Peanut Butter Chocolate Chip Energy Balls

This post is for my son Paul who is working hard to build his strength and agility for his work on stage.  He has some exciting opportunities ahead of him that require a great deal of athletic stamina.  These treats are perfect for him.❤️

Have you ever purchased protein or energy bars for your family only to be baffled by the list of ingredients?  The list often includes additives, preservatives and colors I can’t even pronounce.  Buying healthy snacks can be confusing.  Sometimes I feel like I need a chemistry degree to choose wisely.

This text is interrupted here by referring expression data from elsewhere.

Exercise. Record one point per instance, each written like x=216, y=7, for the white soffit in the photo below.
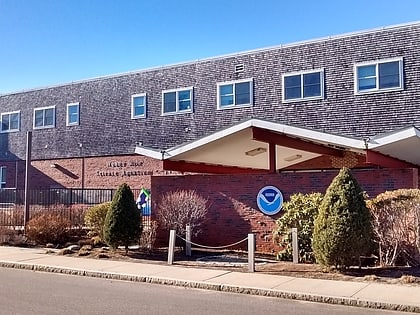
x=403, y=145
x=228, y=147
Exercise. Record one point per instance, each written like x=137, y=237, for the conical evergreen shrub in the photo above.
x=343, y=227
x=123, y=220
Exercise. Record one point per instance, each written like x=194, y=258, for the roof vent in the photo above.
x=239, y=68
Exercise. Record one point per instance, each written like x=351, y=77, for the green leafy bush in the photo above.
x=46, y=228
x=123, y=220
x=343, y=228
x=300, y=212
x=396, y=222
x=95, y=219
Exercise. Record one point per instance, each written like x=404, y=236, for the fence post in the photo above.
x=27, y=178
x=251, y=252
x=171, y=248
x=188, y=240
x=295, y=246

These wholesome balls, packed with quality ingredients, stay together, pack well in school lunches and give you good calories that will sustain your energy.  I like to play with this recipe from time to time.  If you use only ground flax seed the balls will be more creamy like a cookie dough and not as “seedy” as my kids say. I find it still holds together well.   I like the seeds because it gives it a more dense chewy texture.  Try it different ways and find your favorite. This one has a combo of dark chocolate discs and dark chocolate chips. I’m often a little heavy handed with the chocolate.  Life’s too short not to be!

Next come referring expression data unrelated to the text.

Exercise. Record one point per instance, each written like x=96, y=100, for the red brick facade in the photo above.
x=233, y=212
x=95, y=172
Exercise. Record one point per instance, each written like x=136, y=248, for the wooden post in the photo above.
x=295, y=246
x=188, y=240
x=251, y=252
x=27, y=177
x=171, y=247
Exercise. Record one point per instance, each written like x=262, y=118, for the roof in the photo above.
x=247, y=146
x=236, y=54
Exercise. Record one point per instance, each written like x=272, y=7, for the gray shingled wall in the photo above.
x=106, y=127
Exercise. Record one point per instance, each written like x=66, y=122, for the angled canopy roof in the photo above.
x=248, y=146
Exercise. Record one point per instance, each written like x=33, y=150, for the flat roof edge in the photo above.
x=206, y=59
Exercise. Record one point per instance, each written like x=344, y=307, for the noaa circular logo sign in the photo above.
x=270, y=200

What simple ingredients are in these amazing, portable, healthy snacks?

Oats
One of natures perfect whole grains. They are cheap, easy to find (and easy to get gluten-free if needed).  I use old fashioned oats and they make a chewier energy ball. You could use quick cooking oats (still a whole grain, they are just cut smaller) or half and half to change the texture. The flavor will stay the same with either, but the texture will change. The quick cooking oats will make the balls softer.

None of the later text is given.